March 18, 2014, 8:26 p.m. by Rosalind Team
We hope that you have noticed what is still a limitation of BETTERBWMATCHING from “Implement BetterBWMatching” — even though this algorithm counts the number of occurrences of Pattern in Text, it does not tell us where these occurrences are located in Text! To locate pattern matches identified by BETTERBWMATCHING, we can once again use the suffix array.
However, recall that our original motivation for using the Burrows-Wheeler transform was to reduce the amount of memory used by the suffix array for pattern matching. If we add the suffix array to Burrows-Wheeler-based pattern matching, then we are right back where we started!
The memory-saving device that we will employ is inelegant but useful. We will build a partial suffix array of Text, denoted SuffixArrayK(Text), which only contains values that are multiples of some positive integer K (see “Construct the Partial Suffix Array of a String”). In real applications, partial suffix arrays are often constructed for K = 100, thus reducing memory usage by a factor of 100 compared to a full suffix array.
We should also discuss how to improve BETTERBWMATCHING (reproduced below) by resolving the trade-off between precomputing the values of Countsymbol(i, LastColumn) (requiring substantial memory) and computing these values as we go (requiring substantial runtime).
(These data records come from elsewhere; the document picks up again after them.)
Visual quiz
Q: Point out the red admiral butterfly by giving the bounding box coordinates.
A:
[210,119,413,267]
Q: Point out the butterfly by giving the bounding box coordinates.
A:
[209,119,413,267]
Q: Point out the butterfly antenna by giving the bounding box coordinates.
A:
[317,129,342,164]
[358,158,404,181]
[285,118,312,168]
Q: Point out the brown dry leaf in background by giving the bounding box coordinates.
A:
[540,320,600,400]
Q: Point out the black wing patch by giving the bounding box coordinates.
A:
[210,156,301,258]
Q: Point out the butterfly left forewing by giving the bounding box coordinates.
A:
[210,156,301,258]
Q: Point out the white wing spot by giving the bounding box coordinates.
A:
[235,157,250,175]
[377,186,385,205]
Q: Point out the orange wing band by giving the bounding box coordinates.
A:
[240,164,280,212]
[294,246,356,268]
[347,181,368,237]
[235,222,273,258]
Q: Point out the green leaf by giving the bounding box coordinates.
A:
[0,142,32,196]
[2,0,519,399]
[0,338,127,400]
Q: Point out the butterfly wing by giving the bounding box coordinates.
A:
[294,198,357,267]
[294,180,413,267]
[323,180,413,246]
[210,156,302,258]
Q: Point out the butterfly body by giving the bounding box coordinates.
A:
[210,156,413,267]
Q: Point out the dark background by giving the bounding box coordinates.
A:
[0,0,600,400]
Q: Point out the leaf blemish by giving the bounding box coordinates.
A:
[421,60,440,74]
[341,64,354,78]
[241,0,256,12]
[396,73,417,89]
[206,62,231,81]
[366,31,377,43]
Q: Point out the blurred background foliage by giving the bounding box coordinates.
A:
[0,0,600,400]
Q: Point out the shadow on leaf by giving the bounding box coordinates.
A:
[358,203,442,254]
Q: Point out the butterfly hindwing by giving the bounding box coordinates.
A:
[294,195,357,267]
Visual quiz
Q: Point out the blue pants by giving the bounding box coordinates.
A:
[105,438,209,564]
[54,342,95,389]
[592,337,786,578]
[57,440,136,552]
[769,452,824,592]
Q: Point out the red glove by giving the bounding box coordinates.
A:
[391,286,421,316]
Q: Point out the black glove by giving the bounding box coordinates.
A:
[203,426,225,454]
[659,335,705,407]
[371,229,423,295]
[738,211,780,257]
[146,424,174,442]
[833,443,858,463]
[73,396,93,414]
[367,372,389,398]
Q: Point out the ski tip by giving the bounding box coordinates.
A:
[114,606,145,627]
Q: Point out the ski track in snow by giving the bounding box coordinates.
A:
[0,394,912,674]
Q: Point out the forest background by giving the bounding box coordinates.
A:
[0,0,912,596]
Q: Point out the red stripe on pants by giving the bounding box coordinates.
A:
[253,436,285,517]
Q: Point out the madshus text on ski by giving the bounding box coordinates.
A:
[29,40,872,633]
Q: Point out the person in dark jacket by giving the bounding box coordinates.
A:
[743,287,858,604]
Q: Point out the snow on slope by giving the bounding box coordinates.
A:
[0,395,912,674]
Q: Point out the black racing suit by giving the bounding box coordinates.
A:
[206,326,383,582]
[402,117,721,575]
The balance that we strike is similar to the one used for the partial suffix array. Rather than storing Countsymbol(i, LastColumn) for all positions i, we will only store the Count arrays when i is divisible by C, where C is a constant; these arrays are called checkpoint arrays. When C is large (C is typically equal to 100 in practice) and the alphabet is small (e.g., 4 nucleotides), checkpoint arrays require only a fraction of the memory used by BWT(Text).
What about runtime? Using checkpoint arrays, we can compute the top and bottom pointers in a constant number of steps (i.e., fewer than C). Since each Pattern requires at most |Pattern| pointer updates, the modified BETTERBWMATCHING algorithm now requires O(|Patterns|) runtime, which is the same as using a trie or suffix array.
Furthermore, we now only have to store the following data in memory: BWT(Text), FirstOccurrence, the partial suffix array, and the checkpoint arrays. Storing this data requires memory approximately equal to 1.5 · |Text|. Thus, we have finally knocked down the memory required for solving the Multiple Pattern Matching Problem for millions of sequencing reads into a workable range, and we can at last solve a full version of the Multiple Pattern Matching Problem.
Find all occurrences of a collection of patterns in a text.
Given: A string Text and a collection of strings Patterns.
Return: All starting positions in Text where a string from Patterns appears as a substring.
AATCGGGTTCAATCGGGGT ATCG GGGT
1 4 11 15